First and foremost, Ryzen’s first chips launch on March 2nd, and will be limited to the Ryzen 7 series. If you want to get in on the action early, you’ll be able to preorder one of the three new SKUs today.
Given the unbelievable promises of Ryzen, it wouldn’t be surprising to see the chips sell out fast, even if there’s decent volume, so if you really want it soon, preordering from one of the 185 vendors would be smart. If you have a bit of patience and would rather read the reviews first, you can expect to see those also on March 2.
So, what SKUs are we dealing with?
If you thought that the top-end Ryzen chip would cost close to $1,000, its actual $499 price-point should seem exciting.
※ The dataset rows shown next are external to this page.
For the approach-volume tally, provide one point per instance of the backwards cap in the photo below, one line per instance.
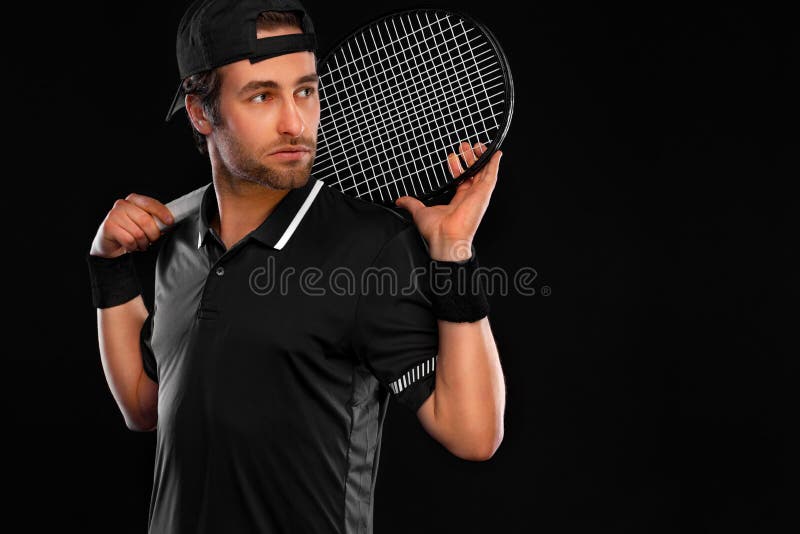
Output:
(213, 33)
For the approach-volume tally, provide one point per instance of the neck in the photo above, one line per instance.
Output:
(242, 206)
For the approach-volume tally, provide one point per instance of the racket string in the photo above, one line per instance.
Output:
(387, 122)
(343, 142)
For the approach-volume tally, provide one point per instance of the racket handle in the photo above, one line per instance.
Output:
(182, 206)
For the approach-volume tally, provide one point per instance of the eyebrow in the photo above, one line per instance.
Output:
(252, 85)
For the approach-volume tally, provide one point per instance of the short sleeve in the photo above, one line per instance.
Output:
(395, 331)
(145, 343)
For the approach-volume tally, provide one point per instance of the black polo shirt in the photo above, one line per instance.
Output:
(276, 360)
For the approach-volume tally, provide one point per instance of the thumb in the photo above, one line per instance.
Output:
(410, 203)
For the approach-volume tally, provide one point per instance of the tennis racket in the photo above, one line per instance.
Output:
(396, 97)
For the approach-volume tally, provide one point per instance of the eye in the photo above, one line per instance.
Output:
(255, 98)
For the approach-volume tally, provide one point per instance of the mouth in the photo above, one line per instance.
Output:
(290, 153)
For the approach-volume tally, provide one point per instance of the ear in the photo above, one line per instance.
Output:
(197, 115)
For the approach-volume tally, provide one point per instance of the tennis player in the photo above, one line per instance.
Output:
(268, 391)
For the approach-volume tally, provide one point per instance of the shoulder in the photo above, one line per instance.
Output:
(364, 224)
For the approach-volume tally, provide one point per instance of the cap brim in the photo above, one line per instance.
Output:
(177, 102)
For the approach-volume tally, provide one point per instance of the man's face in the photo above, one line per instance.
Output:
(264, 107)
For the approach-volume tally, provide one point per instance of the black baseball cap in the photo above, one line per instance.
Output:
(213, 33)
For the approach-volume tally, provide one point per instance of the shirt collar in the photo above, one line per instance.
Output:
(279, 225)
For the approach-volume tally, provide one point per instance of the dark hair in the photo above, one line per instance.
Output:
(206, 85)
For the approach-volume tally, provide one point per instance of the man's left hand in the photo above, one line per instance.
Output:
(450, 228)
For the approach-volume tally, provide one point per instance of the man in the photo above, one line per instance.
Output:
(269, 404)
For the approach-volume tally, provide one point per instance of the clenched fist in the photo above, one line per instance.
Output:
(130, 225)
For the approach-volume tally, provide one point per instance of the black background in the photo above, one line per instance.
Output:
(646, 179)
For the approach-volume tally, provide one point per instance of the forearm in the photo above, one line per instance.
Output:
(469, 399)
(118, 330)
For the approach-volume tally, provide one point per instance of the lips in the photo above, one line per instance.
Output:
(291, 149)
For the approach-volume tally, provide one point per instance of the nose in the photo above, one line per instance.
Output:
(291, 120)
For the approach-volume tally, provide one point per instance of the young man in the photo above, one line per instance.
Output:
(269, 401)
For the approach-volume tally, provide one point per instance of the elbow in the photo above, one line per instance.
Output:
(140, 427)
(483, 449)
(140, 424)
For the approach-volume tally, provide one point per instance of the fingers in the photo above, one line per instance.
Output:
(470, 154)
(138, 226)
(151, 206)
(488, 175)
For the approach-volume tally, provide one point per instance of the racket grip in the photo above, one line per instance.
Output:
(182, 206)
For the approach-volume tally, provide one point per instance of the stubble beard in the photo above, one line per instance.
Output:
(245, 165)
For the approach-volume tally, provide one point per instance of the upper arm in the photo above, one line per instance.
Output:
(147, 388)
(427, 416)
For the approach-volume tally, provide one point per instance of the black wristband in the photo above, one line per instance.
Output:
(113, 280)
(457, 293)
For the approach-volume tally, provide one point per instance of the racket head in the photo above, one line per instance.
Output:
(363, 102)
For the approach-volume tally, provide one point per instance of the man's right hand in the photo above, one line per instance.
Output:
(130, 226)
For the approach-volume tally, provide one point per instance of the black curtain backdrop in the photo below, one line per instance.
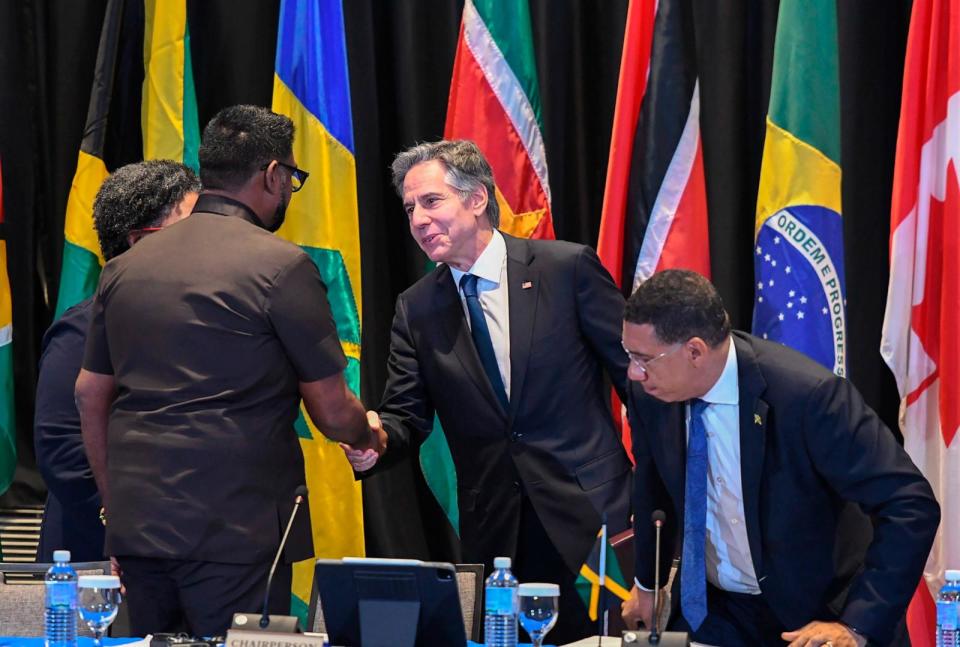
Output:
(401, 57)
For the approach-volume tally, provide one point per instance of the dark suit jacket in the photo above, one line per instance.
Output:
(808, 445)
(557, 441)
(71, 517)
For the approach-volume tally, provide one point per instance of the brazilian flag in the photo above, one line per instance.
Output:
(798, 246)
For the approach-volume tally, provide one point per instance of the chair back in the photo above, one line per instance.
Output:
(23, 596)
(470, 587)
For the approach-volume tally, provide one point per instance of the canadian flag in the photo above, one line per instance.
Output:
(921, 327)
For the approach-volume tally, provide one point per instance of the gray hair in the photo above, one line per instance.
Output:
(466, 170)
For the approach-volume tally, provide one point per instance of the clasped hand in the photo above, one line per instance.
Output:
(363, 459)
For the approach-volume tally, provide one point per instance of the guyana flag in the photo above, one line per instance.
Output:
(495, 101)
(139, 45)
(798, 245)
(312, 86)
(602, 558)
(8, 431)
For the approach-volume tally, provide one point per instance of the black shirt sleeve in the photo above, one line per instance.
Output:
(300, 313)
(96, 355)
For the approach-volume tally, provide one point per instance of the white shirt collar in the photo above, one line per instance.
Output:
(726, 390)
(489, 264)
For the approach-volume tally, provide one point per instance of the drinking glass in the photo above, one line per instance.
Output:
(538, 609)
(98, 602)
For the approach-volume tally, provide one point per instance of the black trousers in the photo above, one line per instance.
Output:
(538, 561)
(734, 620)
(198, 598)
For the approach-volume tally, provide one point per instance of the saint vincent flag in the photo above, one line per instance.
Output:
(588, 581)
(798, 247)
(8, 431)
(154, 32)
(495, 102)
(312, 86)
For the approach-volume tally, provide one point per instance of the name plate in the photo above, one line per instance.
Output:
(244, 638)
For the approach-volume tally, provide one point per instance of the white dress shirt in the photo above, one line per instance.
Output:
(728, 561)
(490, 269)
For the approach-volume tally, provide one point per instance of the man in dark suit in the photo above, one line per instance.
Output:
(757, 454)
(508, 341)
(134, 200)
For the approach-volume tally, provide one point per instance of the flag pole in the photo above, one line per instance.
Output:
(603, 619)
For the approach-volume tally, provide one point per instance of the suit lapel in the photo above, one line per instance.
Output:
(753, 423)
(523, 289)
(453, 323)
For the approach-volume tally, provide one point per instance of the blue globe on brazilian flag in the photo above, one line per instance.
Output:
(800, 296)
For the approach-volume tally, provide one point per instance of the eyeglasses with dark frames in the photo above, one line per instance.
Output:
(644, 364)
(298, 177)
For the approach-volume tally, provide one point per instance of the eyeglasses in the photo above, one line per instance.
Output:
(644, 364)
(298, 177)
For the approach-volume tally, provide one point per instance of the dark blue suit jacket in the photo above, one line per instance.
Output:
(556, 441)
(809, 448)
(72, 516)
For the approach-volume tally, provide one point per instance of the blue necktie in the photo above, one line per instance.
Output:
(481, 336)
(693, 570)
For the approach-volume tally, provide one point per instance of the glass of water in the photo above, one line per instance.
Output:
(98, 602)
(538, 609)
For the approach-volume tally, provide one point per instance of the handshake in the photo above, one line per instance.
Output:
(362, 459)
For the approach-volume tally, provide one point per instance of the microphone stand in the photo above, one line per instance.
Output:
(265, 618)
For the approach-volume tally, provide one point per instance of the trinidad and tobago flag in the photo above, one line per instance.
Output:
(654, 203)
(655, 208)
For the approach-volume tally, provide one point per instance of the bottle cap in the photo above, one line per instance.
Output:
(539, 590)
(98, 582)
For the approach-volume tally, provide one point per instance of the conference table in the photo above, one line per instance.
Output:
(83, 641)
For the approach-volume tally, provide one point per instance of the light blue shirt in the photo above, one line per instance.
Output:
(490, 268)
(727, 554)
(728, 560)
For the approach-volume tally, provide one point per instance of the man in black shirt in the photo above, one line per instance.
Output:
(134, 200)
(203, 340)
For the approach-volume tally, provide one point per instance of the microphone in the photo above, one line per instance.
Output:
(658, 517)
(283, 623)
(655, 636)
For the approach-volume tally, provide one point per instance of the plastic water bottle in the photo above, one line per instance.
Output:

AMD knows that it could sell these parts for more than what it is, but it’s also at the point where it needs marketshare, and competitive pricing can get that done.
While Ryzen 7 chips will undoubtedly give AMD’s quarterly financial reports a nice boost, the gains could be enormous when Ryzen 5 and 3 come out later this year. Beyond that, AMD has Naples en route, which is the enterprise-focused processors built on Zen, so the company stands to gain some significant ground there.
For those curious about Ryzen on mobile, AMD said that those first chips should begin to land in the second-half of the year. At this point, AMD could explode SKUs all over the market, but due to the huge amount of product that needs to be pushed, it’s beginning with the big guns on desktop, and then will work from there.
Cinebench R15 Multi-threaded Scores (per AMD)
Ryzen 7 1700X: 1537
Core i7-6900K: 1474 (-4%)
Core i7-6800K: 1108 (-39%)
Performance-wise, AMD compares its Ryzen 7 1800X at $499 to Intel’s Core i7-6900K (also an eight-core); its Ryzen 7 1700X at $399 to Intel’s $425 Core i7-6800K; and its Ryzen 7 1700 at $329 to Intel’s Core i7-7700K – Santa Clara’s latest and greatest Kaby Lake-based chip.
In the past, AMD said that Ryzen increased the IPC over its previous generation core by 40%, which is a number some had a hard time believing. Well, the company now says that it’s not actually 40%, but instead 52%. That announcement got a hearty applause from the audience at a platform and architecture deep-dive held in San Francisco yesterday.
If you want to know what Ryzen truly is, it’s the result of two million engineer hours involving 100s of engineers over the course of four years. It’s ambitious, and hopefully for AMD, those ambitions are soon to pay off.
This all raises an obvious question; where does this leave Intel? Prior to the embargo, an Intel spokesperson reached out to say:
“We take any competition seriously but as we’ve learned, consumers usually take a ‘wait and see’ approach on performance claims for untested products. 7th Gen Intel Core delivers the best experiences, and with 8th Gen Intel Core and new technologies like Intel Optane memory coming soon, Intel will not stop raising the bar.”
One thing’s for certain: the industry needs a launch like Ryzen to help keep the spirit of competition alive, and to help keep the industry excited for the progression of processor technology. 2017 is going to be one hell of an exciting year.